Richard Smith was born on October 27, 1931, in Letchworth, Hertfordshire and died on April 16, 2016.
He was an English printmaker and painter.
Smith has produced work in a range of styles but is often associated with color field painting.
Following completion of the national service with the Royal Air Force in Hong Kong, he studied at St Albans School of Art and later undertook post-graduate studies at the Royal College of Art in London from 1954 to 1957.
In 1957, he was a lecturer at Hammersmith College of Art until the year 1958.
In 1961, Smith was awarded a Harkness Fellowship in 1959 and travelled to America and spent several years there painting and teaching, with his first one-man show at the Green Gallery, New York.
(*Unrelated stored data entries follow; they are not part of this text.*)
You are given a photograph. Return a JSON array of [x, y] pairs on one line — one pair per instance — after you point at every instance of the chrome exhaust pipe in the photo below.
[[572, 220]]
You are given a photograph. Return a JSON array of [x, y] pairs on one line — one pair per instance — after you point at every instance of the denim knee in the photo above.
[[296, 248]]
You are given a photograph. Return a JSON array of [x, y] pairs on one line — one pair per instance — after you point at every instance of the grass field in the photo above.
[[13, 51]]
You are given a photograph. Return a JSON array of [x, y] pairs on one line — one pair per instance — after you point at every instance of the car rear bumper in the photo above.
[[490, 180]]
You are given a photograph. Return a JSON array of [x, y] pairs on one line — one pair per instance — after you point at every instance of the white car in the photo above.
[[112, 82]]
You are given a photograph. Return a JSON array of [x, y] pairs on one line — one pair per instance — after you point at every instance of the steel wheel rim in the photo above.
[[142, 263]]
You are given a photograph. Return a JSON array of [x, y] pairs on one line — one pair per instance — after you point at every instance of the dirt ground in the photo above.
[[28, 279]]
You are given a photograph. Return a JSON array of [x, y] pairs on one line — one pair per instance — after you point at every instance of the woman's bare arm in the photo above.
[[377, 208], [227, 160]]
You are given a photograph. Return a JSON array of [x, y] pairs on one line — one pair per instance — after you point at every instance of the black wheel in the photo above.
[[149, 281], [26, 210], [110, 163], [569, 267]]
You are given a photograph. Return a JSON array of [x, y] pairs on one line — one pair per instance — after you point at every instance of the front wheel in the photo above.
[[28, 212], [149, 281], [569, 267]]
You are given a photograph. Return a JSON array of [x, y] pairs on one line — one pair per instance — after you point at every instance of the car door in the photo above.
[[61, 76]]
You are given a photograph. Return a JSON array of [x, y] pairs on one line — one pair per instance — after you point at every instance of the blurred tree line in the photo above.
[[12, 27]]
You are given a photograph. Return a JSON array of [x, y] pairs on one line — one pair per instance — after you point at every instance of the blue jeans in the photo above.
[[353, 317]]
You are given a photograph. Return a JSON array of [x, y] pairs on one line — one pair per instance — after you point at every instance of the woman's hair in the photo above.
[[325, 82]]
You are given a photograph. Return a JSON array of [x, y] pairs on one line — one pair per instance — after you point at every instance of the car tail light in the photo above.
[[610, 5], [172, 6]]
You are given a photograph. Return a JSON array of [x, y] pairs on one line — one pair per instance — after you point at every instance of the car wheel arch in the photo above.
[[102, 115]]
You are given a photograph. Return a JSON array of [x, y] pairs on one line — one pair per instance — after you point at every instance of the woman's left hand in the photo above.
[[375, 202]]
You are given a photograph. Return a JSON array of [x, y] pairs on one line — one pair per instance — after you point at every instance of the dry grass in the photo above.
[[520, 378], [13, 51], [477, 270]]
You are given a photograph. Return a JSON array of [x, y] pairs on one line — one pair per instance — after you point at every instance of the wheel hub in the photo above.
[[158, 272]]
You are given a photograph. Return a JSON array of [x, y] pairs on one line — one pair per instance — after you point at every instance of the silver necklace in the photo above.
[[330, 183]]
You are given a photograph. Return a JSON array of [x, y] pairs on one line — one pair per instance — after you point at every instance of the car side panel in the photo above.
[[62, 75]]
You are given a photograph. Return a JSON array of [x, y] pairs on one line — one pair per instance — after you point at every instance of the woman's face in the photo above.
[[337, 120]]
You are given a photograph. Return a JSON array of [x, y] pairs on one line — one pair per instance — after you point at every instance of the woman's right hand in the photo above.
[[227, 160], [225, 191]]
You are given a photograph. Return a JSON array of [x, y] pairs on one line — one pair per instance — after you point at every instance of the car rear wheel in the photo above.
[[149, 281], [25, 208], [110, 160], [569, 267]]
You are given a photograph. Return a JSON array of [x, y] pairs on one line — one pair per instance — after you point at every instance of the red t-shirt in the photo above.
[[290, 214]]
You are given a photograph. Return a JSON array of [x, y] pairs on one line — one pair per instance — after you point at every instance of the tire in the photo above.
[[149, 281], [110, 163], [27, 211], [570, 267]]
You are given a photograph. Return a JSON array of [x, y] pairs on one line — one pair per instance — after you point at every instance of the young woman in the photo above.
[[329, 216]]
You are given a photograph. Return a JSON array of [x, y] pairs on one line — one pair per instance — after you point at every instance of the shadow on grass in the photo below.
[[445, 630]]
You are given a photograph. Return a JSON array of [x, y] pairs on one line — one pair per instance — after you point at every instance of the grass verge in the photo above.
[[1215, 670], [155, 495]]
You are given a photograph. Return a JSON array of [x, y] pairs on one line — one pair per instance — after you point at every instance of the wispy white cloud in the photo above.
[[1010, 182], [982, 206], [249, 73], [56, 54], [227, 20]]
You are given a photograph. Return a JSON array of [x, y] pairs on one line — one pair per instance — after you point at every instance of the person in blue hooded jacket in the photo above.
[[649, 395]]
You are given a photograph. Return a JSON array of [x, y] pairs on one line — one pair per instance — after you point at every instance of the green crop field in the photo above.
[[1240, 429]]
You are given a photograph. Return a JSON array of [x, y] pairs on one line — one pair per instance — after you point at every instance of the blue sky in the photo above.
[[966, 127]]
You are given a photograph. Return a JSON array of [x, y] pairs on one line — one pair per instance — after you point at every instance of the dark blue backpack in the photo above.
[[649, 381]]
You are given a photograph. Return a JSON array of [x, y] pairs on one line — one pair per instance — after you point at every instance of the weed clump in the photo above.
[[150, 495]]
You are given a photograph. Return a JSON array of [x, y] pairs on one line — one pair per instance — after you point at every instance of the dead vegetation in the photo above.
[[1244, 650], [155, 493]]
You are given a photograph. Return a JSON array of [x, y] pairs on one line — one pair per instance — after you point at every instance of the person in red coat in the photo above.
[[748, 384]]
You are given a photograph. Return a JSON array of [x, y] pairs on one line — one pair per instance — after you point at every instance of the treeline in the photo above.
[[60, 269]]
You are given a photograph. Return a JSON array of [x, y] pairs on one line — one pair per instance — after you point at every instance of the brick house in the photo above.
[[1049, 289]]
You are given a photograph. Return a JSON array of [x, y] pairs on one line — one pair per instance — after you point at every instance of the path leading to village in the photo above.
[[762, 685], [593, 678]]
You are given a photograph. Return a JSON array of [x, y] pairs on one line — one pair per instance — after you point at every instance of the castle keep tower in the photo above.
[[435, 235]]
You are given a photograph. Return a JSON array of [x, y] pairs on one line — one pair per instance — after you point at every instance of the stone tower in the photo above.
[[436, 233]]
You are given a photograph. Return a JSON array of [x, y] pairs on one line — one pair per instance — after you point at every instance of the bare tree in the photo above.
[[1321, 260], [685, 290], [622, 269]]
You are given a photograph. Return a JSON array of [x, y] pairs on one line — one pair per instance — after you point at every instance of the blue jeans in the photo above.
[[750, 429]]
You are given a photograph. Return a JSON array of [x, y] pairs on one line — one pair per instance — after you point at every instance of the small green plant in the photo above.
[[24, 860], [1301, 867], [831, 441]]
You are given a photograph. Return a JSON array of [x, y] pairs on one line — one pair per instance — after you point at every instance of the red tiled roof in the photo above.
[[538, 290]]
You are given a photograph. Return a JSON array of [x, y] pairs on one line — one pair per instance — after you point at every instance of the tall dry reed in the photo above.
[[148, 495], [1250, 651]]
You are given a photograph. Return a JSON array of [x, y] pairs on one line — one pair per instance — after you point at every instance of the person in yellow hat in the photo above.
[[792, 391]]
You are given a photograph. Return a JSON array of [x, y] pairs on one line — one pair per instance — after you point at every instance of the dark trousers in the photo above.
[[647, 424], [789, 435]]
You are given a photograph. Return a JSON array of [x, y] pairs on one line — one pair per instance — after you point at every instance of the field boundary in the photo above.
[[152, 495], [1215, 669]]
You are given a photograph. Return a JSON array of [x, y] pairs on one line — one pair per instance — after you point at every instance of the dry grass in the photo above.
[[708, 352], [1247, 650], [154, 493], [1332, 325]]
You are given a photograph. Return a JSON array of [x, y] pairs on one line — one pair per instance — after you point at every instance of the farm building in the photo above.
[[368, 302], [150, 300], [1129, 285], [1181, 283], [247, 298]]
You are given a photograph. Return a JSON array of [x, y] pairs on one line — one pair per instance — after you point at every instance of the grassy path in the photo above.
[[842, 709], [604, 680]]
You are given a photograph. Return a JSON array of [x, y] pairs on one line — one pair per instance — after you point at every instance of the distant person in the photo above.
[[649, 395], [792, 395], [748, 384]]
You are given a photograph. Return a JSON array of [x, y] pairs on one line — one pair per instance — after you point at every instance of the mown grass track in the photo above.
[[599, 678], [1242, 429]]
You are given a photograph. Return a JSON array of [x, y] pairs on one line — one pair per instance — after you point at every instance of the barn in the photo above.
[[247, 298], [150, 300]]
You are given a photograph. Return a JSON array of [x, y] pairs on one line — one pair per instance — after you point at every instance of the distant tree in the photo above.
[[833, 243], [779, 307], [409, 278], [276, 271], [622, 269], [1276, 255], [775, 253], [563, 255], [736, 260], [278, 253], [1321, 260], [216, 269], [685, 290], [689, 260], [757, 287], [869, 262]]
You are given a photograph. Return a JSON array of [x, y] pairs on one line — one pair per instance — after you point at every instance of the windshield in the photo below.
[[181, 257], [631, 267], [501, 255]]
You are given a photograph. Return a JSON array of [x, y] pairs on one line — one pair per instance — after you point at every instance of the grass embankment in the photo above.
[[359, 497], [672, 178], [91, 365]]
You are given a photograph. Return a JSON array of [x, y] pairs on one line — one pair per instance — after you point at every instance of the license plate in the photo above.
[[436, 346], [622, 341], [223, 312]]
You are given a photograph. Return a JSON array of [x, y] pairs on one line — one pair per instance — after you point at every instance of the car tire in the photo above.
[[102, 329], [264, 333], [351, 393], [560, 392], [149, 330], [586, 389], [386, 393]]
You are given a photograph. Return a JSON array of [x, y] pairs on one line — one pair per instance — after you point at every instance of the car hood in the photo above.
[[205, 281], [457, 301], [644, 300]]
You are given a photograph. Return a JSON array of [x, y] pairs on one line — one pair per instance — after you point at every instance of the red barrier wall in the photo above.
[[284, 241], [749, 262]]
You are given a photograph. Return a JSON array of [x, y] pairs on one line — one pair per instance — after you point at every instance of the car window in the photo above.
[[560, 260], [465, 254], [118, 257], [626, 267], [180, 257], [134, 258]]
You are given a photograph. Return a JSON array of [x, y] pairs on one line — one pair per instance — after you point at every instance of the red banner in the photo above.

During the year 1970, Richard was the British representative at the Venice Biennale and in 1975, a retrospective exhibition of his work was exhibited at the Tate Gallery in London.
Some of his early work drew on packaging and advertising, which led to his being associated by some critics to the Pop Art movement.
He, at one point, stated that his work was “often physically related to hoardings or cinema screens which never present objects actual size; you could drown in a glass of beer, live in a semi-detached cigarette packet.
During 1972, Smith exhibited the first of what are called the “kite paintings”, in which rather than using a conventional stretcher the canvas is tensioned by cords and structures of aluminium tubing, which become an element in the composition of the works.
Richard resettled permanently in New York in 1976.
Richard Smith passed away at 84 yrs old.